In each of the last two Springs he swore up and down that he was healthy, and that this would be his turnaround year, and then he turned around and got injured again.
Well, heading into 2014, he’s doing it again, but this year he is obviously leaner and reportedly in the best shape he’s been in years. It appears as though he can actually “run” (read: jog as if he’s trying to catch a subway) the bases, and in his first Spring Training game against some schlubs who looked like they were pulled from a nearby softball game, Howard went 2-2 with a HR, and both hits were against – you guessed it – left-handed pitching. In his second game, against the Blue Jays, another knock, this time with a ribbie, against lefty J.A. Happ.
Here’s the most positive and interesting sign of all: Howard has actually asked new manager Ryne Sandberg if he can have a steady diet of left-handers during Spring Training. Well lookie here! Ryan wants to eat his vegetables! Good boy, Ryan!
I can’t give you any statistical mumbo jumbo as to why Howard will bounce back, and I promise you this column is no homer-fanboy wet dream.

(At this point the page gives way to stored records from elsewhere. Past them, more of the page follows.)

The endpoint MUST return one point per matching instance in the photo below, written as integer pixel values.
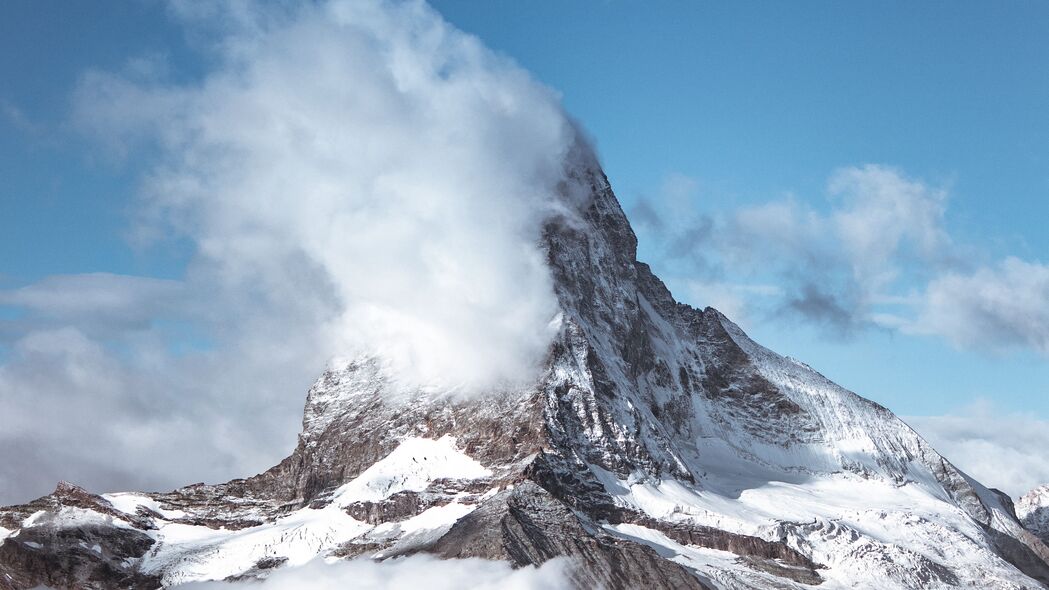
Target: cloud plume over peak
(369, 156)
(352, 177)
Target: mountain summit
(660, 447)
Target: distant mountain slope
(660, 447)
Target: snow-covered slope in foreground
(660, 447)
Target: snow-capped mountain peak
(659, 447)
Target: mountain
(660, 447)
(1033, 511)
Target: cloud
(1000, 449)
(415, 571)
(1000, 307)
(352, 177)
(876, 254)
(834, 262)
(371, 153)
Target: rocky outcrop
(659, 447)
(1033, 511)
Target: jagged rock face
(659, 447)
(1033, 511)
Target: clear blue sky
(750, 100)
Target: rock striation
(660, 447)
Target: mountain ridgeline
(660, 447)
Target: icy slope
(1033, 511)
(659, 447)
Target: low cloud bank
(416, 571)
(1001, 449)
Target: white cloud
(999, 307)
(877, 253)
(1001, 449)
(415, 571)
(369, 152)
(354, 176)
(837, 264)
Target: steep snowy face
(659, 447)
(1033, 511)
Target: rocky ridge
(660, 447)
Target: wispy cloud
(999, 448)
(876, 253)
(352, 176)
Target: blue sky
(744, 103)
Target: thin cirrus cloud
(368, 151)
(354, 176)
(877, 254)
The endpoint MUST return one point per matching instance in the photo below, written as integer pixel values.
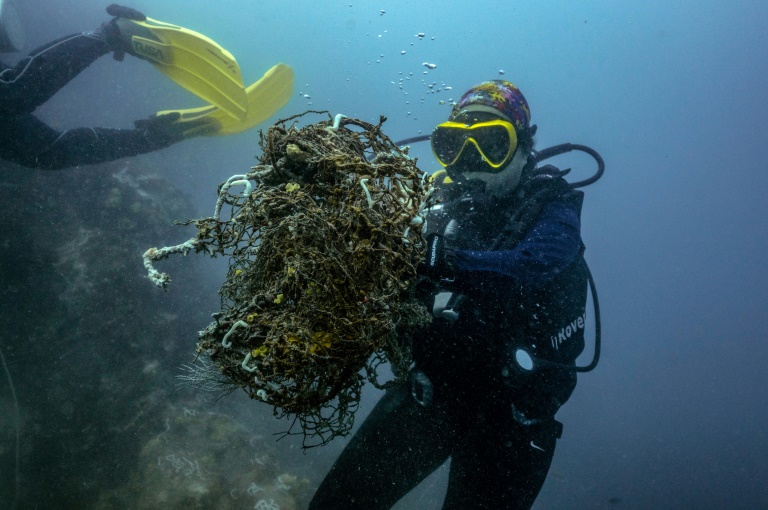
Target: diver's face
(493, 141)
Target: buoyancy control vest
(476, 334)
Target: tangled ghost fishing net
(323, 239)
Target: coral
(205, 460)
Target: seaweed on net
(323, 245)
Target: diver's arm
(551, 245)
(32, 143)
(40, 75)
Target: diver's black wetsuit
(496, 424)
(30, 142)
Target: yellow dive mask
(495, 140)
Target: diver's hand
(120, 11)
(118, 32)
(164, 130)
(438, 263)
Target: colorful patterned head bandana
(500, 95)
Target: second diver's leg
(47, 69)
(397, 446)
(500, 463)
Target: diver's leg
(43, 72)
(397, 446)
(500, 463)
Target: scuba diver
(505, 278)
(187, 57)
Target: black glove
(117, 32)
(438, 263)
(164, 130)
(120, 11)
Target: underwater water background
(670, 93)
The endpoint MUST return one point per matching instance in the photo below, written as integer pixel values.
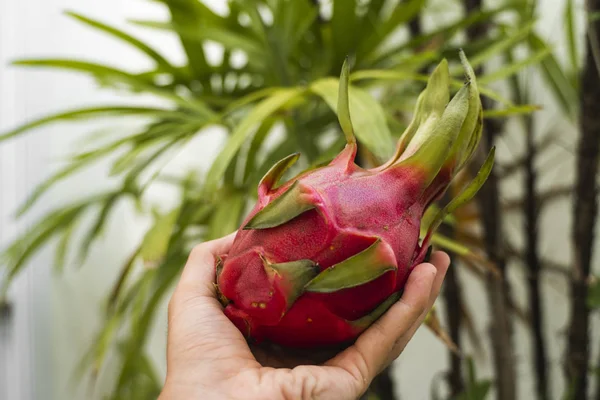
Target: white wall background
(55, 317)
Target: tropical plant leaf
(512, 69)
(156, 241)
(510, 111)
(161, 62)
(261, 111)
(500, 46)
(368, 118)
(199, 33)
(572, 47)
(556, 78)
(227, 216)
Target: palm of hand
(207, 357)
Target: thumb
(198, 274)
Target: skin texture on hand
(208, 358)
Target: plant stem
(452, 298)
(498, 289)
(534, 264)
(584, 214)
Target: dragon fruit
(323, 255)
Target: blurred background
(159, 117)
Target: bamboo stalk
(584, 213)
(498, 289)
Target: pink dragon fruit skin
(324, 255)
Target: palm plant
(273, 92)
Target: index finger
(199, 272)
(372, 348)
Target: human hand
(208, 358)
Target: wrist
(177, 391)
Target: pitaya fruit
(324, 255)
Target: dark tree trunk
(584, 214)
(498, 289)
(452, 298)
(532, 259)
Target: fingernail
(428, 254)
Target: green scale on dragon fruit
(325, 254)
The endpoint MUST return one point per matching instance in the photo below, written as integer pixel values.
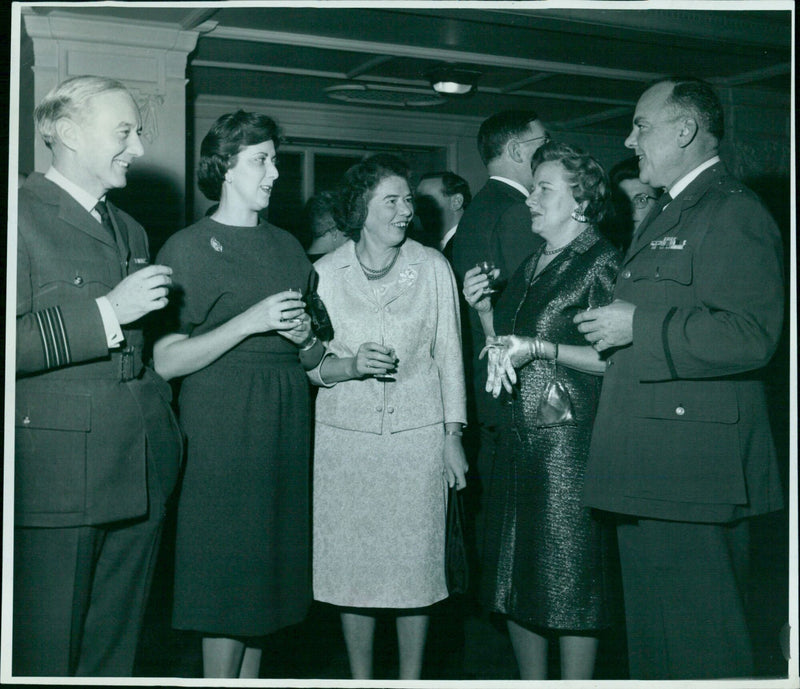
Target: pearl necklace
(372, 274)
(551, 252)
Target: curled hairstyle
(229, 135)
(496, 131)
(697, 98)
(585, 175)
(452, 184)
(357, 187)
(70, 99)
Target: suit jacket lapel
(69, 210)
(670, 217)
(121, 233)
(410, 256)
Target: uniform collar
(687, 179)
(83, 197)
(511, 183)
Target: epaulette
(730, 185)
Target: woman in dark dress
(242, 342)
(546, 558)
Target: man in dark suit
(439, 201)
(682, 448)
(497, 228)
(97, 448)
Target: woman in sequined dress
(546, 557)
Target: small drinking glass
(388, 377)
(299, 292)
(487, 268)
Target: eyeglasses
(642, 200)
(546, 138)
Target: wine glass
(487, 268)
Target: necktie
(663, 202)
(105, 219)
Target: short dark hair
(587, 177)
(229, 135)
(698, 98)
(451, 184)
(354, 193)
(496, 130)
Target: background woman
(545, 557)
(631, 201)
(241, 340)
(388, 419)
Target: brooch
(407, 277)
(667, 243)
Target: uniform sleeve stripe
(53, 334)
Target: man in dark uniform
(97, 448)
(497, 228)
(682, 448)
(440, 200)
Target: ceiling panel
(579, 68)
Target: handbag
(455, 554)
(320, 320)
(555, 406)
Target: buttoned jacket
(83, 412)
(418, 316)
(682, 430)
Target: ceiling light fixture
(454, 81)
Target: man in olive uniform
(682, 448)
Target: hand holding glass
(489, 269)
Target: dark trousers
(684, 587)
(80, 594)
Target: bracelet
(310, 344)
(536, 348)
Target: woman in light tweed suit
(388, 419)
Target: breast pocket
(78, 277)
(50, 452)
(664, 275)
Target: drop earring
(579, 216)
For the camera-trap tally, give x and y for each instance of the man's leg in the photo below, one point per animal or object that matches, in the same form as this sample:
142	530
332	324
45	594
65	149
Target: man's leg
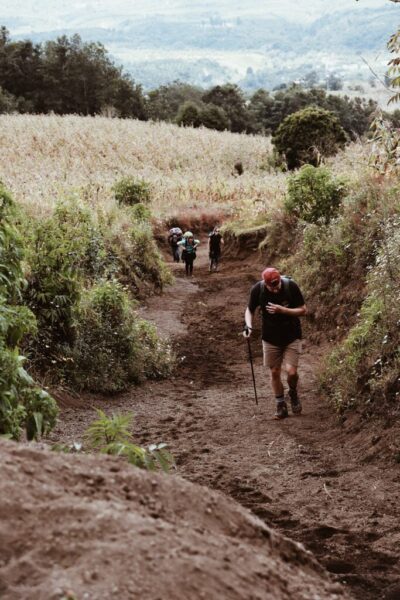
273	356
292	354
276	381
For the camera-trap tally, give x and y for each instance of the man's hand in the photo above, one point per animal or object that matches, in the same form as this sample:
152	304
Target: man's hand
274	309
247	331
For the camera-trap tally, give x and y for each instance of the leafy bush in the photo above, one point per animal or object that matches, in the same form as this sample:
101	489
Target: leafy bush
214	117
307	136
111	435
130	191
41	412
141	212
22	405
314	195
365	367
113	347
138	259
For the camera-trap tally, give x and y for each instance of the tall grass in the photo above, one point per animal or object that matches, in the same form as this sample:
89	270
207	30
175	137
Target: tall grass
46	157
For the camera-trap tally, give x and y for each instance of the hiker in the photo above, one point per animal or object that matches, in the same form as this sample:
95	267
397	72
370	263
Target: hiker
281	304
215	242
175	236
189	245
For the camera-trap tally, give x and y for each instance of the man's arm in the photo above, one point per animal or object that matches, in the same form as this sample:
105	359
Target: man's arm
274	309
248	319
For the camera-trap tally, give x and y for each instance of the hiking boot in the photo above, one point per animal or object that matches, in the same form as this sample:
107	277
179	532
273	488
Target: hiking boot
295	402
281	411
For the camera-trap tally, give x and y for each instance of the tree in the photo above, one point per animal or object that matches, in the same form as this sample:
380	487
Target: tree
260	109
307	136
164	102
314	195
214	117
230	98
188	115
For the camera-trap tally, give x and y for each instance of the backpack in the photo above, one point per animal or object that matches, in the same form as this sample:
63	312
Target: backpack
185	252
286	288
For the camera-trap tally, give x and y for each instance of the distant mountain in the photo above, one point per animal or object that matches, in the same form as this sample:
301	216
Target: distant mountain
254	43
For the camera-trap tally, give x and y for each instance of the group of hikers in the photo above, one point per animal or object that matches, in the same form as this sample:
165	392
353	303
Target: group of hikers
184	246
280	302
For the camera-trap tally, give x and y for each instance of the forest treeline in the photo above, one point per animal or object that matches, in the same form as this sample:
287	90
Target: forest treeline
69	75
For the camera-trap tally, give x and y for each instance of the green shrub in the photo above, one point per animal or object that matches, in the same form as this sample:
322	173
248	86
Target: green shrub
307	136
22	405
113	347
11	250
365	366
138	258
130	191
66	249
314	195
41	413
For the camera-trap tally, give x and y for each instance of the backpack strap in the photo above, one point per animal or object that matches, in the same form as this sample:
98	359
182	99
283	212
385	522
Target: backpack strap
286	288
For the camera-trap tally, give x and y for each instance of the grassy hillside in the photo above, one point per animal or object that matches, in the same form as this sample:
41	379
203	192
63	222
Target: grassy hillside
45	158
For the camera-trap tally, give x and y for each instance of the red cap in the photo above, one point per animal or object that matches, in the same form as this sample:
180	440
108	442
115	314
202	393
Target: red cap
271	276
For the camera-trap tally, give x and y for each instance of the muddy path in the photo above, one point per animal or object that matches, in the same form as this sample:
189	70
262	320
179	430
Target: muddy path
305	476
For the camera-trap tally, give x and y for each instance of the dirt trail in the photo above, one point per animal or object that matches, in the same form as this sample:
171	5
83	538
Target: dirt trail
305	476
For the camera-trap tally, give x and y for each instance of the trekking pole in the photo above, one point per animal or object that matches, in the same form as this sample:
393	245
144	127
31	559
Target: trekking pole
252	369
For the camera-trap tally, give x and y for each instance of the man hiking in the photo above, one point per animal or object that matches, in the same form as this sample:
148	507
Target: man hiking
215	242
175	236
189	245
281	304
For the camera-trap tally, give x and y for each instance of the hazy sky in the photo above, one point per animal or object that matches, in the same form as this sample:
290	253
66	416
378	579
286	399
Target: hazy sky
50	13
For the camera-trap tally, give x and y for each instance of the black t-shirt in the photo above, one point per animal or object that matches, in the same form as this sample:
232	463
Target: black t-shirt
278	329
215	242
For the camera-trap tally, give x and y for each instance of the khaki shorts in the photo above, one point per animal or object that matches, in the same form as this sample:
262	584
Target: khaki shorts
274	356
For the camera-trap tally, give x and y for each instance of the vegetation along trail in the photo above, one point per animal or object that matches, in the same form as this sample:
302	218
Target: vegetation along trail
310	477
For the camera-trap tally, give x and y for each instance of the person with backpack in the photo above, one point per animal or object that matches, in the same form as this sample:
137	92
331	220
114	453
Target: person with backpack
215	242
189	246
175	236
281	304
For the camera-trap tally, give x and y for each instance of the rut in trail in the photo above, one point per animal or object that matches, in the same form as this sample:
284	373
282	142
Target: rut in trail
304	476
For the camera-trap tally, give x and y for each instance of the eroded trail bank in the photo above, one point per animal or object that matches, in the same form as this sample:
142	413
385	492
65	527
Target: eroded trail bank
305	476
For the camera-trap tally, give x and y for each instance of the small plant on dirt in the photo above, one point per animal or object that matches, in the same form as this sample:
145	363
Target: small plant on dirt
141	212
111	435
130	191
314	195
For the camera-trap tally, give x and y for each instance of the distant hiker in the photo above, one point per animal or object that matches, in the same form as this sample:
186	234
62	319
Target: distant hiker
188	245
175	236
215	242
281	303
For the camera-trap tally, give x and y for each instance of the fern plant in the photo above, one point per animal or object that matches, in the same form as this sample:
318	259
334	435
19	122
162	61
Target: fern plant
111	435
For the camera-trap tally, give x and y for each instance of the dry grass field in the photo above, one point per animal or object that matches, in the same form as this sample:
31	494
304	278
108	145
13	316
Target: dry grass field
45	158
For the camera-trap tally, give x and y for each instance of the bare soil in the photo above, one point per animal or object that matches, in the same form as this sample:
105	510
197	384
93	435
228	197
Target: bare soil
93	528
328	483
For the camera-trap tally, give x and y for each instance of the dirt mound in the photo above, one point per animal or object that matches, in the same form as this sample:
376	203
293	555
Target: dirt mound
93	527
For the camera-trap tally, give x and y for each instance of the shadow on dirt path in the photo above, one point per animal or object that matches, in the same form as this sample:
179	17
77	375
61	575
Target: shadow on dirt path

My thought is that the loosey-goosey, leave-’em-alone-and-let-’em-play mentality of Charlie Manuel, who gets an eternal pass from me for 2008, was not the right medicine for Howard. Leaving Howard alone to work it out for the last four seasons worked about as well as Champ Kind’s advice to let Ron and Veronica work it out during their epic slugfest in “Anchorman.”
I hate the hiring of Sandberg as manager, but it is apparent that he is firmly up Howard’s butt with some simple advice: If you have a good eye and get a good pitch to hit, it doesn’t matter if you’re facing a lefty or a righty. Duh! And all this talk from Sandberg and Ruin Tomorrow Jr. about a platoon? If Howard struggles against lefties, you could see Darin Ruf in there, but for some reason the Phillies hate Ruf so I think Howard will get every chance to figure it out.
For some perspective, it might be helpful to pull the case file of another left-handed hitting first baseman, one Mr. David Ortiz.
Like Howard, Ortiz put up some arcade-game-type numbers in his late 20s (119/47/148/.300 in 2005, at age 29 for Big Pappy; 104/58/149/.313 for Howard in 2006, at age 26). And, like Howard, Ortiz began crapping the bed around his age 33 season.
Follow that trajectory for Oritz and you arrive at today, where he’s coming off a year in which he posted 84/30/103/.309 with an OPS of .959.
Where that trajectory takes Howard, now at age 34, is the kind of mystery that would make Rustin Cohle craft little figurines out of beer cans.
If he stays healthy, and I think there’s an 80 percent chance that he will, I project stats on par with what Ortiz did last year: 86/36/107/.289 and not as close to 200 punch-outs as one might expect. In a 5-cat league, it might not be a bad idea to punt on first base in the early rounds and go with Howard later; he won’t be nearly as useful in anything more complex than that.
Howard will be decent in 2014. The Phillies, not so much.